You liked Minna looking up to you. I saw that.

I was fine with that. She’d gotten an aunt who would love her, and my kid deserves every scrap of love she can get in the world.

But you should have told me about her contacting Taurus.

You did the one thing that might not only kill her, but destroy her eternal soul in the process, do you understand me? ”

That was the problem. All of this was so huge, and Beatrice didn’t understand the slightest fraction of it. “What can I do?” There had to be something she could do.

“You?” Her sister glowered. “You think you can study what we do, that you can learn it by heart, line it up on a grid and make it nice and neat, but you could spend the rest of your life trying to understand, and you’d fail.

A normal person without a magical bone in their body would have known what not to do. ”

Cordelia straightened. She seemed to get bigger, wider, taller. Now she was the one to step forward this time, and Beatrice was the one to fall back. “If I lose her because of you, you will rue the day you came to this island.”
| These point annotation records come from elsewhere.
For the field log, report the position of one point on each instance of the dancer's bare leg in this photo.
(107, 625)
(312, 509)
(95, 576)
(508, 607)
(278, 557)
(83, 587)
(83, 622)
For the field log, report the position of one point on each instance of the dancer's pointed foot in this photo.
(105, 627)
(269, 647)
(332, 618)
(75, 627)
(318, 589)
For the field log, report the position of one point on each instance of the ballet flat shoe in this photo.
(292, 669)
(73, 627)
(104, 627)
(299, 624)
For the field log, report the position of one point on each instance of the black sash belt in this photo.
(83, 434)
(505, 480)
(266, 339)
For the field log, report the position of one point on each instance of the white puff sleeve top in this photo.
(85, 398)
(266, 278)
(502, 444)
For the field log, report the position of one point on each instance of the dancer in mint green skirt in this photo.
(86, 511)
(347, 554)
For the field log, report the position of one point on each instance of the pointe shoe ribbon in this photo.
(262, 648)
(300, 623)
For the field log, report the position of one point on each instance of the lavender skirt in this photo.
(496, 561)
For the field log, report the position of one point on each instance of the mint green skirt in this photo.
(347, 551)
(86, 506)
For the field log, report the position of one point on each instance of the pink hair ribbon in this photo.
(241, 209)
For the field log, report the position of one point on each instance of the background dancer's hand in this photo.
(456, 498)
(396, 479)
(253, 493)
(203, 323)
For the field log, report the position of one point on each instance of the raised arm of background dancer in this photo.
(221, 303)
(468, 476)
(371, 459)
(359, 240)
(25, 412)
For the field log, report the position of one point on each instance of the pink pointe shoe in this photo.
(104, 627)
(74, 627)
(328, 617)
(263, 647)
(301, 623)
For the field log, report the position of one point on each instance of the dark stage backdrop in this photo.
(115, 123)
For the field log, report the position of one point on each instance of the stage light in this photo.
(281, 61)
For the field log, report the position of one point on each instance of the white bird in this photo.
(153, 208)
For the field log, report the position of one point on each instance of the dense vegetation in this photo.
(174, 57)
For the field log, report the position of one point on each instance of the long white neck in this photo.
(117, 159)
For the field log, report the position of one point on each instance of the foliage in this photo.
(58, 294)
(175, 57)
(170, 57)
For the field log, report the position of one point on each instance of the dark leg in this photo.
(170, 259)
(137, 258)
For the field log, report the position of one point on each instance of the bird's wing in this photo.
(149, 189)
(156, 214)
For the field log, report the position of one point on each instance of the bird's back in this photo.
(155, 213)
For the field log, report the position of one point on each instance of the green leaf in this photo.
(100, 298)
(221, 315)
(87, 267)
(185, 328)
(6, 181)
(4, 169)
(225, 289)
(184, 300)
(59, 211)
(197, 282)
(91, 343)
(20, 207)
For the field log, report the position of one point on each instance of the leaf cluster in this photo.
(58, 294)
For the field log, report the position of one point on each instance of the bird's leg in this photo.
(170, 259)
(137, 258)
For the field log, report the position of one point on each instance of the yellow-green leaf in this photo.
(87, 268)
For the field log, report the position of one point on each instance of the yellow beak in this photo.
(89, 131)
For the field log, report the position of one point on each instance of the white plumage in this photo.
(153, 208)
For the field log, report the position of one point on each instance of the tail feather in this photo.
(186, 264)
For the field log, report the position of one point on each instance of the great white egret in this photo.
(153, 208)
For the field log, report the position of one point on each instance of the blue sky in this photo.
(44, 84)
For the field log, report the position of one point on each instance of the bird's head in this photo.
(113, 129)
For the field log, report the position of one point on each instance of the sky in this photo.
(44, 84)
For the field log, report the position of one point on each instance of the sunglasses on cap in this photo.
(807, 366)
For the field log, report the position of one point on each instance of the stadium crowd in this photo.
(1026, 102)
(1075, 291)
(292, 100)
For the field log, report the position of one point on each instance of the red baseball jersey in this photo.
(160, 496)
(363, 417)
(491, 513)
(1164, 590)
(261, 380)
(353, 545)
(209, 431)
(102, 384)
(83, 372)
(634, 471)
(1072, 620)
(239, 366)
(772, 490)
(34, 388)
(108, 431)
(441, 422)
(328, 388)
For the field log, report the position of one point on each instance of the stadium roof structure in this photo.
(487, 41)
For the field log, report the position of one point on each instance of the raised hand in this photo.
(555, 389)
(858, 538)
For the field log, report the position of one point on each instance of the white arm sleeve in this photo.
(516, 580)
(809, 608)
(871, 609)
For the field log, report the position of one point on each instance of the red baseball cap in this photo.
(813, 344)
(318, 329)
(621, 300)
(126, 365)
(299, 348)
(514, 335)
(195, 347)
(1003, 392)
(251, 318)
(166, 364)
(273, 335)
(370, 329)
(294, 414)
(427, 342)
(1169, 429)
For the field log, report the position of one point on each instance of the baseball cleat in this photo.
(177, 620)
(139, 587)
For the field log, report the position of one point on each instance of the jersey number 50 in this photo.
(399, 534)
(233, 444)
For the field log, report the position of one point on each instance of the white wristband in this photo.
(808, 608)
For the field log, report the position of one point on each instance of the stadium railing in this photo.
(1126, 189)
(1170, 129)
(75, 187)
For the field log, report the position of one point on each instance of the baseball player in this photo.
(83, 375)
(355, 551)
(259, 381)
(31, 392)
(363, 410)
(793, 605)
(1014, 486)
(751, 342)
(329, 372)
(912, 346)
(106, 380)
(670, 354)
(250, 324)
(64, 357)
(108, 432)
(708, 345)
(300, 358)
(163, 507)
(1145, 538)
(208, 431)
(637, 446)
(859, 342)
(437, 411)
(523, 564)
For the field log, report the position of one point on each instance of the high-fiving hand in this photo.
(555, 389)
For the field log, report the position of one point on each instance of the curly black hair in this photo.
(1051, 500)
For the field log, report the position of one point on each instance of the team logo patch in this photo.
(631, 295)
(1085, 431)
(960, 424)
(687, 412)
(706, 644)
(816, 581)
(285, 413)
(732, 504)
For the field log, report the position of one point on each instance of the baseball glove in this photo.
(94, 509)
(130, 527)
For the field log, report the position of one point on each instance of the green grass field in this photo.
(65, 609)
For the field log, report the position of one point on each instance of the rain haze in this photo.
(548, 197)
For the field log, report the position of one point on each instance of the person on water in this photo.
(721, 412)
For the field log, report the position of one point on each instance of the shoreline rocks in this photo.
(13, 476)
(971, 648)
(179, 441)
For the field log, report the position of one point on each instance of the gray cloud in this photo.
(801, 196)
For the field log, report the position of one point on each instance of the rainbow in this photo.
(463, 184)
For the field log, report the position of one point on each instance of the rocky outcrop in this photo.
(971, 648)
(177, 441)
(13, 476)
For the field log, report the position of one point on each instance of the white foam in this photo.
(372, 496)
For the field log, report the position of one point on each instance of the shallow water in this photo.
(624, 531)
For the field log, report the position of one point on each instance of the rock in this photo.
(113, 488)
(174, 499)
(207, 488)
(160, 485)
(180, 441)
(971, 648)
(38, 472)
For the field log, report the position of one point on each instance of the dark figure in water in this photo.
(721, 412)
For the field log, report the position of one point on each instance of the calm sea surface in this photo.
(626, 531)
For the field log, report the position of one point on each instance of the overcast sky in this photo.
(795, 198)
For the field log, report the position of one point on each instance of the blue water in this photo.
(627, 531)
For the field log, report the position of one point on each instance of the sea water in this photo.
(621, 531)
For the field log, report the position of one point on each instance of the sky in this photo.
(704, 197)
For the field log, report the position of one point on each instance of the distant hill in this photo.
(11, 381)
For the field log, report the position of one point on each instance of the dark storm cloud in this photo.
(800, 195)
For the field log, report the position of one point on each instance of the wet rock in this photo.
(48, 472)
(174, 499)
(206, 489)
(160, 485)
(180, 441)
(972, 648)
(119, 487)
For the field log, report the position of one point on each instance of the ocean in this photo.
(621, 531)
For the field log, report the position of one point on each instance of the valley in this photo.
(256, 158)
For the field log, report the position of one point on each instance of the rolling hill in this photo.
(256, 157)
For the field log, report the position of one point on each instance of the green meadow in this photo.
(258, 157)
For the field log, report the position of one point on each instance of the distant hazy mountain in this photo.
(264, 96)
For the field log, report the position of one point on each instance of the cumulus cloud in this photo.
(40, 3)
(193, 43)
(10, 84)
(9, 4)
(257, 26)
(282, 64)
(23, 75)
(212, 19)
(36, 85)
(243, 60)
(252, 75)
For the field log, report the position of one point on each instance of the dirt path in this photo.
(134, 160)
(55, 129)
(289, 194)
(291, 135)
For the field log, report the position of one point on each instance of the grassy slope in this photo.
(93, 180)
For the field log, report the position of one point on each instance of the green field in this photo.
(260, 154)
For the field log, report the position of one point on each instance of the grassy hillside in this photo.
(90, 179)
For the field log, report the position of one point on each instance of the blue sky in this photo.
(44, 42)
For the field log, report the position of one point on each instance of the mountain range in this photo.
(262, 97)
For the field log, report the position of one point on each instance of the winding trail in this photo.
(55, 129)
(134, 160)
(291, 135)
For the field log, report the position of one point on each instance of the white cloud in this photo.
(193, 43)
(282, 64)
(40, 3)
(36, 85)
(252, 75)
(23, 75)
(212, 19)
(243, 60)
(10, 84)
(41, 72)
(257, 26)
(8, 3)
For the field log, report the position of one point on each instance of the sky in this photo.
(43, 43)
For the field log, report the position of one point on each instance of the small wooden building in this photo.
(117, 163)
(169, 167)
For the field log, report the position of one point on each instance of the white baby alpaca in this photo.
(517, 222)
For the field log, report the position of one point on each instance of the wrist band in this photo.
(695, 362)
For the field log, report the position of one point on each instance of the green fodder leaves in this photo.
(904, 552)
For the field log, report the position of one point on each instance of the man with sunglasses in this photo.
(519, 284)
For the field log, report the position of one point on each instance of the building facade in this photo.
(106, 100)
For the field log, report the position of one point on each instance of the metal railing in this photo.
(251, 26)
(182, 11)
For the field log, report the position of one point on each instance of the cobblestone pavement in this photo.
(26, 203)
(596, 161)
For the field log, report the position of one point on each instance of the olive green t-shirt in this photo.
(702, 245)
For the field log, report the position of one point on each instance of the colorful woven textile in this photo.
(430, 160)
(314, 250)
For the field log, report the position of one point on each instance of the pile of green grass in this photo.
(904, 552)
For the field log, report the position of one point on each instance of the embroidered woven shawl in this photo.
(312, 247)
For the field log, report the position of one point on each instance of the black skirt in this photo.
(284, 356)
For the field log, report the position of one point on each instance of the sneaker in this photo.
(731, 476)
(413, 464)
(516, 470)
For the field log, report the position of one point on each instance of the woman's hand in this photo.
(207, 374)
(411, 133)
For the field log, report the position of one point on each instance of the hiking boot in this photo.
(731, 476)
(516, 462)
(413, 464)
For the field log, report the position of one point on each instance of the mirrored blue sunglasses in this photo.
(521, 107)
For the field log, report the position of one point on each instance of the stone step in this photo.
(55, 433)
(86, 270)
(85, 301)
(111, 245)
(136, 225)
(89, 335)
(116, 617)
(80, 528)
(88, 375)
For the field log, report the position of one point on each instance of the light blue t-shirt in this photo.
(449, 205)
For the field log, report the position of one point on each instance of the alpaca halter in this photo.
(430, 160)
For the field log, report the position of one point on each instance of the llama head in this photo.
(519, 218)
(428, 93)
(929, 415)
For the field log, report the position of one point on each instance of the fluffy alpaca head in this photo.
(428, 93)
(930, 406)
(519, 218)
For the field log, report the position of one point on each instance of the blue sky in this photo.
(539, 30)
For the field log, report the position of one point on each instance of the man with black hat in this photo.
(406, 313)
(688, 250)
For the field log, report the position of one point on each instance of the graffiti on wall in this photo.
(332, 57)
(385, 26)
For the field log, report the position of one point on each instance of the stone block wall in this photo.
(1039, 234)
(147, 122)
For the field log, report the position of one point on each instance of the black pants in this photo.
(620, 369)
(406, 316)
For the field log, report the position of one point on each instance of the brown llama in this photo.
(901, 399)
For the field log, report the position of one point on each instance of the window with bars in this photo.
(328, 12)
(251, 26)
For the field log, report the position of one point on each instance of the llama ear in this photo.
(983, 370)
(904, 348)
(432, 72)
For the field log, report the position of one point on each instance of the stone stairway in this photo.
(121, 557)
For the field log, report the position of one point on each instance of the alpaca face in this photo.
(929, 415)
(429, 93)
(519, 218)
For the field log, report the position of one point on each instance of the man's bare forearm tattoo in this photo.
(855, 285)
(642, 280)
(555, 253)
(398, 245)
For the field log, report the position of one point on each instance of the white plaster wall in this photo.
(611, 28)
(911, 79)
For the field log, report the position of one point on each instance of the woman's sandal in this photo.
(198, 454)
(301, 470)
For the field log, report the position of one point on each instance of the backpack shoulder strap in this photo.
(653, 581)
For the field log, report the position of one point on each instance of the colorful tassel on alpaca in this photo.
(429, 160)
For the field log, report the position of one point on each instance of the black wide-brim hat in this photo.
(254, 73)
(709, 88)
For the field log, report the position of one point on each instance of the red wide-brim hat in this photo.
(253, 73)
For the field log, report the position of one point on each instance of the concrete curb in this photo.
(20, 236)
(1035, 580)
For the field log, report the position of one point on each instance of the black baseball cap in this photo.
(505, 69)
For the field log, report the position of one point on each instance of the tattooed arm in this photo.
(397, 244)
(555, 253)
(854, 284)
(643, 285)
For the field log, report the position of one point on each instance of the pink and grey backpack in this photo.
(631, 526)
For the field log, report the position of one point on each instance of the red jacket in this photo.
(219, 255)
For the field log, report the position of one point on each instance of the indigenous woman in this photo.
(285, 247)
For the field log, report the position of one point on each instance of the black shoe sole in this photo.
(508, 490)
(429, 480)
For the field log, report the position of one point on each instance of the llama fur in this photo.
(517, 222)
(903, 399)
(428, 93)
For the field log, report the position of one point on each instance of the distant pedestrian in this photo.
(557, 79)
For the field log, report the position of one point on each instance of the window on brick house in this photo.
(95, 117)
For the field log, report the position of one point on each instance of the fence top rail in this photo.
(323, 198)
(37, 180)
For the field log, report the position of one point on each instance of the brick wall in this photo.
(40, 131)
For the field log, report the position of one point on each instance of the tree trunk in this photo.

Sharply, Astrid said, “Cordelia. She was stupid, but not malicious. She didn’t know what she was doing. We’ll be so much stronger with her. We need her.”

Wheeling to face her, Cordelia said, “I don’t give one single goddamn fuck. We can’t trust her. I don’t want to see her again. Ever.”

The coldness of her voice chilled Beatrice to the core. “Astrid’s right. I had no idea what I was doing.”

Reno’s voice, though quiet, would have carried through a hurricane. “Then you never should have done anything. What the hell is wrong with you?”

Everything, apparently.

This was all her fault.

Beatrice’s heart fell to the clods of ripped-up grass at her feet, and as they turned to leave, she remained where she was. Stuck again, this time by her own stupidity.

One last try. “Please let me help find her.”

Without turning around, Cordelia said, “Goddess forbid you try.”